Geçen hafta Fethi Yeken’ in “Müslüman Olmam Neyi Gerektirir” isimli kitabını okudum. Uzun süredir birçok mecrada hep tartışılagelen birkaç konu vardı. Tebliğ, irşat, davet gibi mefhumların mahiyeti nedir? Bu üç kavram aynı şeyi mi ifade eder? Nasıl olmalıdır, nelere dikkat edilmelidir gibi sorular üzerine de konuşurken, birçok yerde birbirinin yerine kullanılan kavramlar olduğuna da şahit olduk.  Fethi yeken ’in meşhur bir davetçi olması hasebiyle bu soruların meşgulünde olduğumuz bir sıra da kitabını okuyor olmak hoş bir tevafuk oldu.


Hemen her sistemli ideal kendi davet usulünü mensupları vasıtası ile uygulamaya koymaktadır. İslam’da elbette Müslümanlar aracılığıyla kendi davet usulünü sosyal sahada icra eder. İnsan ilişkisi burada son derece önemlidir.


Davet, farklı boyutları olan bir mefhum olmakla birlikte, en önemli yönü tanıtımdır. "Müslüman olmam neyi gerektirir." eseri İslam dininin, önce bireyin şahsi hayatında zuhur etmesi, sonra topluma yerleşip kurumsallaşması gerçeğini İslam’ın varlık hedefi olarak ifade ediyor.

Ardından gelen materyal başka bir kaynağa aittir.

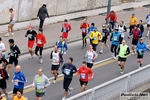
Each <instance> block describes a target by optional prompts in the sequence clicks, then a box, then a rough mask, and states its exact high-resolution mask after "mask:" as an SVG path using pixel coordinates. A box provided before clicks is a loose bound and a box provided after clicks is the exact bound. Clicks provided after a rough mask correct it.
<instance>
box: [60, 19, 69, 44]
mask: <svg viewBox="0 0 150 100" xmlns="http://www.w3.org/2000/svg"><path fill="white" fill-rule="evenodd" d="M70 31H71V25H70V24H69V23H68V20H67V19H65V20H64V23H63V24H62V30H61V32H62V37H63V38H64V41H65V42H67V39H68V33H69V32H70Z"/></svg>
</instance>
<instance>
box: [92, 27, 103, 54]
mask: <svg viewBox="0 0 150 100" xmlns="http://www.w3.org/2000/svg"><path fill="white" fill-rule="evenodd" d="M90 39H91V42H92V46H93V50H94V51H95V52H96V48H97V45H98V43H99V42H100V41H101V40H102V34H101V33H100V32H98V30H97V29H96V28H95V29H94V31H93V32H91V33H90Z"/></svg>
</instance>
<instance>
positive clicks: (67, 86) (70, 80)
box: [63, 78, 72, 92]
mask: <svg viewBox="0 0 150 100" xmlns="http://www.w3.org/2000/svg"><path fill="white" fill-rule="evenodd" d="M71 81H72V78H64V82H63V88H64V89H65V92H68V88H69V85H70V83H71Z"/></svg>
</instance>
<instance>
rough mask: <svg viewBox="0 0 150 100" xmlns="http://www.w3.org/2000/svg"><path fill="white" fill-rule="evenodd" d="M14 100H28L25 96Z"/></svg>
mask: <svg viewBox="0 0 150 100" xmlns="http://www.w3.org/2000/svg"><path fill="white" fill-rule="evenodd" d="M13 100H26V98H25V97H24V96H22V97H21V98H18V97H17V96H14V99H13Z"/></svg>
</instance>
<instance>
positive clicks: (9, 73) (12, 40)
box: [7, 39, 21, 75]
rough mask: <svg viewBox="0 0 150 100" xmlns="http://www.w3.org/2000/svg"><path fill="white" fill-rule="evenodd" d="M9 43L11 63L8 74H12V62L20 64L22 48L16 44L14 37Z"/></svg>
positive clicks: (10, 39)
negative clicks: (19, 63) (19, 56)
mask: <svg viewBox="0 0 150 100" xmlns="http://www.w3.org/2000/svg"><path fill="white" fill-rule="evenodd" d="M8 42H9V45H10V52H9V53H8V55H9V56H10V57H9V64H8V70H7V72H8V75H9V74H10V71H11V67H12V64H13V63H14V65H15V66H17V65H18V58H19V54H21V52H20V49H19V48H18V46H17V45H15V44H14V40H13V39H9V40H8Z"/></svg>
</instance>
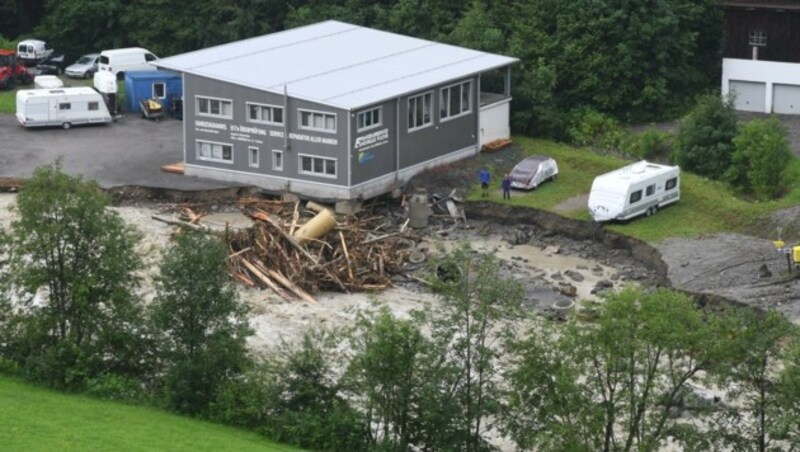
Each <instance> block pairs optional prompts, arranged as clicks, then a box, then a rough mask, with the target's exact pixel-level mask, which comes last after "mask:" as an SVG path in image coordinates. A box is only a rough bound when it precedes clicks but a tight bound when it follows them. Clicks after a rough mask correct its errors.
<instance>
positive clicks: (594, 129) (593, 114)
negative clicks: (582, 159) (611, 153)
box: [567, 109, 624, 150]
mask: <svg viewBox="0 0 800 452" xmlns="http://www.w3.org/2000/svg"><path fill="white" fill-rule="evenodd" d="M567 135H568V137H569V140H570V142H571V143H572V144H574V145H576V146H590V147H591V148H592V149H594V150H613V149H619V148H620V145H621V143H622V138H623V136H624V134H623V131H622V128H621V127H620V125H619V123H618V122H617V120H615V119H614V118H612V117H610V116H608V115H605V114H603V113H600V112H598V111H596V110H591V109H581V110H578V111H576V112H574V113H573V115H572V118H571V120H570V126H569V128H568V130H567Z"/></svg>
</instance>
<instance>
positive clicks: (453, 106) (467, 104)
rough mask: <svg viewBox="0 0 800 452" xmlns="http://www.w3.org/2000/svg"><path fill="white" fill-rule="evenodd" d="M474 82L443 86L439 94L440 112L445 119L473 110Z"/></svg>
mask: <svg viewBox="0 0 800 452" xmlns="http://www.w3.org/2000/svg"><path fill="white" fill-rule="evenodd" d="M471 99H472V82H470V81H467V82H464V83H459V84H458V85H452V86H448V87H446V88H442V90H441V91H440V96H439V113H440V117H441V118H442V119H443V120H444V119H447V118H455V117H457V116H461V115H463V114H466V113H469V112H470V110H471V107H470V104H471V102H470V100H471Z"/></svg>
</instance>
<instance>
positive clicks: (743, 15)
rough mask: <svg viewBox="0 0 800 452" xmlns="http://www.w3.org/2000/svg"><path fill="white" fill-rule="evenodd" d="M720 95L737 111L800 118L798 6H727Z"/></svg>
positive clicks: (799, 17) (766, 2)
mask: <svg viewBox="0 0 800 452" xmlns="http://www.w3.org/2000/svg"><path fill="white" fill-rule="evenodd" d="M722 8H723V10H724V13H725V47H724V58H723V60H722V93H723V94H726V95H727V94H730V95H732V96H733V98H734V106H735V108H736V109H737V110H742V111H753V112H759V113H778V114H800V46H798V44H797V43H798V40H800V2H798V1H796V0H728V1H724V2H722Z"/></svg>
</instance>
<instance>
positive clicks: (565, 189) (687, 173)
mask: <svg viewBox="0 0 800 452" xmlns="http://www.w3.org/2000/svg"><path fill="white" fill-rule="evenodd" d="M514 142H515V143H516V144H517V145H520V146H521V147H522V148H523V149H524V152H525V155H529V154H534V153H535V154H545V155H549V156H552V157H554V158H555V159H556V160H557V161H558V166H559V175H558V179H557V180H556V181H555V182H553V183H550V182H548V183H546V184H544V185H542V186H541V187H539V188H538V189H536V190H535V191H531V192H527V193H526V192H520V191H515V192H514V193H513V194H512V198H511V201H510V204H512V205H519V206H529V207H536V208H539V209H544V210H553V209H554V208H555V206H557V205H559V204H560V203H562V202H564V201H565V200H567V199H569V198H572V197H576V196H580V195H583V194H587V193H588V192H589V190H590V189H591V186H592V181H593V180H594V177H595V176H597V175H598V174H602V173H605V172H607V171H610V170H612V169H615V168H619V167H621V166H623V165H626V164H628V163H630V161H627V160H624V159H621V158H618V157H613V156H608V155H599V154H596V153H594V152H591V151H588V150H585V149H577V148H574V147H571V146H567V145H563V144H558V143H554V142H552V141H546V140H538V139H531V138H526V137H514ZM788 170H789V173H790V178H791V180H793V181H800V160H797V159H793V160H792V163H791V165H790V167H789V169H788ZM790 187H791V191H790V192H789V193H788V194H787V195H786V196H784V197H783V198H782V199H780V200H777V201H770V202H750V201H747V200H744V199H741V198H740V197H737V196H735V195H734V193H733V191H731V190H730V188H729V187H728V186H727V185H726V184H724V183H722V182H715V181H711V180H709V179H706V178H702V177H698V176H695V175H694V174H690V173H686V172H684V173H682V175H681V200H680V201H679V202H678V203H677V204H673V205H672V206H669V207H666V208H664V209H662V210H660V211H659V212H658V214H657V215H655V216H652V217H639V218H636V219H633V220H631V221H629V222H626V223H615V224H609V225H608V226H607V227H608V228H609V229H611V230H614V231H617V232H620V233H622V234H626V235H630V236H633V237H637V238H640V239H642V240H645V241H648V242H659V241H661V240H663V239H665V238H667V237H692V236H698V235H701V234H708V233H713V232H720V231H742V232H744V231H750V230H752V229H753V228H754V227H755V225H757V224H758V223H759V222H760V219H761V218H762V217H763V216H764V215H766V214H768V213H770V212H772V211H775V210H778V209H782V208H786V207H789V206H793V205H795V204H797V203H800V186H798V184H796V183H791V184H790ZM470 199H474V200H479V199H480V194H479V192H478V190H477V189H475V190H473V191H472V192H471V194H470ZM491 199H492V200H493V201H496V202H501V203H502V202H506V201H503V200H502V198H501V195H500V193H499V192H497V191H496V190H495V191H493V192H492V198H491ZM560 213H561V214H562V215H566V216H569V217H572V218H577V219H583V220H589V219H590V216H589V212H588V210H587V209H586V207H585V205H582V207H580V208H578V209H576V210H573V211H569V212H566V213H564V212H560Z"/></svg>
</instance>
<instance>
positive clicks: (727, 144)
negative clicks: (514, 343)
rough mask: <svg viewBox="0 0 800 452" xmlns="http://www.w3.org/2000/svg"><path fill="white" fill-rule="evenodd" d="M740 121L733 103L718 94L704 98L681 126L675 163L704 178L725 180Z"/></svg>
mask: <svg viewBox="0 0 800 452" xmlns="http://www.w3.org/2000/svg"><path fill="white" fill-rule="evenodd" d="M736 121H737V119H736V111H735V110H734V109H733V103H732V100H731V99H728V100H727V101H726V100H723V99H722V97H720V96H719V95H717V94H709V95H706V96H704V97H702V98H701V99H700V101H699V102H698V104H697V106H696V107H695V108H694V110H692V112H691V113H689V115H688V116H687V117H685V118H684V119H683V120H682V121H681V122H680V126H679V127H678V135H677V140H676V146H675V152H674V156H675V162H676V163H677V164H678V165H680V166H681V168H683V169H684V170H687V171H692V172H694V173H696V174H699V175H701V176H706V177H709V178H711V179H720V178H722V176H723V174H725V172H726V171H727V170H728V168H729V167H730V164H731V156H732V154H733V137H735V136H736V129H737V123H736Z"/></svg>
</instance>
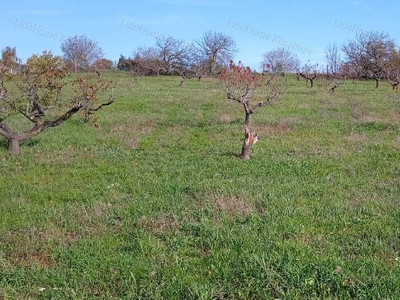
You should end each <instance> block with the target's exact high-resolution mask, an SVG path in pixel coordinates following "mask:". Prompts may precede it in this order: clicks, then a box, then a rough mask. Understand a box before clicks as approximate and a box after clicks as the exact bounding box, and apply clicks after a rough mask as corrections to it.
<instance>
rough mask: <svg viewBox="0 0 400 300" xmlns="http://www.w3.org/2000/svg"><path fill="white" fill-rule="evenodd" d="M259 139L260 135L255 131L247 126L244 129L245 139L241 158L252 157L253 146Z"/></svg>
mask: <svg viewBox="0 0 400 300" xmlns="http://www.w3.org/2000/svg"><path fill="white" fill-rule="evenodd" d="M257 141H258V135H257V133H255V132H251V131H250V130H249V129H247V128H246V130H245V131H244V141H243V146H242V153H241V154H240V158H241V159H245V160H247V159H250V156H251V146H252V145H253V144H255V143H257Z"/></svg>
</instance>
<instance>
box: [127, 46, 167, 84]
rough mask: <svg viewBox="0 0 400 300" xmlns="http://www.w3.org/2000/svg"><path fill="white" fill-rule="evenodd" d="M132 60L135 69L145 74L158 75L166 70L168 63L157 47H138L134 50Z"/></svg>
mask: <svg viewBox="0 0 400 300" xmlns="http://www.w3.org/2000/svg"><path fill="white" fill-rule="evenodd" d="M134 62H135V64H136V67H135V70H137V71H138V72H140V73H144V74H146V75H150V74H152V73H153V74H155V75H156V76H157V77H158V76H160V73H161V72H166V71H167V70H168V64H167V62H166V61H164V60H163V59H162V56H161V53H160V49H158V48H157V47H138V48H137V49H136V50H135V52H134Z"/></svg>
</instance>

Eserin mesajı sadece Kimliksel bir Müslümanlığın yetersizliğidir. İslamiyet insanlık için gönderilmiş kurtarıcı bir dindir. İnsanlığı kurtarmak, selamete çıkarmak, huzuru, barışı tesis etmek ve iki cihan saadetini sağlamak için gönderilmiş bir dindir. Bu sebeple bireysel ve toplumsal sahada görünmeyen bir İslam anlayışı söz konusu olamaz. Kitap, Müslüman şahsın bireysel hayatında inancın ne şekilde tezahür etmesi gerektiğini genel hatları ile vermektedir. Ayrıca vazife olarak Müslümanın toplumda ne şekilde duruş belirleyeceğini ve toplumsal davranışlarını sistemleştirmeyi amaçlamaktadır. Kitabın geniş planda özeti, İslam’a mensup olmanın getirdiği hak ve sorumluluklardır. 

Daveti çok farklı boyutlarda ve çok farklı sebepler içerisinde değerlendirebiliriz. Fakat burada davetin en önemli gereği, farz olmasıdır. Hem İslam’ın inanç esaslarını ortaya koyması hem de toplumsal düzeni sağlayıp kurumsallaşması gibi iki önemli konuyu anlatmaya çalıştığı için bu kitap son derece önemli bir kaynak eser vaziyetindedir. Kaynağımız, çıkış noktamız, Kuran olması ve Kuranında insanlığı hedef alması sebebiyle bu iki mevzu İslam’ı tanıyan ve tanımayan herkesi muhatap alır. Eser bu yüzden Müslüman olan ve olmayan herkes için mesajlar taşıyor. 

Birinci bölüm; ‘inancımda Müslüman olmalıyım’, akaidin(itikat esaslarının) bir bütün olarak hayatımıza tezahürünü anlatıyor. İnanç, ibadet ve ahlak konularında, bireysel olarak tutum ve davranışlarımızın İslam’a uygun olması amaçlanmaktadır.  Eserin ilk bölümünün ifadeye etmeye çalıştığı, temsiliyet, davanın istikametini ve hayatımızdaki kapsamını konu edinmektedir. Bu davet ’in en önemli yönü tanıtımıdır. Çünkü en iyi tanıtım da temsiliyettir. İslam gibi bir yüce ilahi davanın temsili tezahürü ise teslimiyettir. İslam davasını en iyi şekilde temsil etmek, ancak İslam’ın emir ve yasaklarına uygun yaşayıp, ibadet ve ritüellerini gerektiği gibi icra etmekle mümkündür.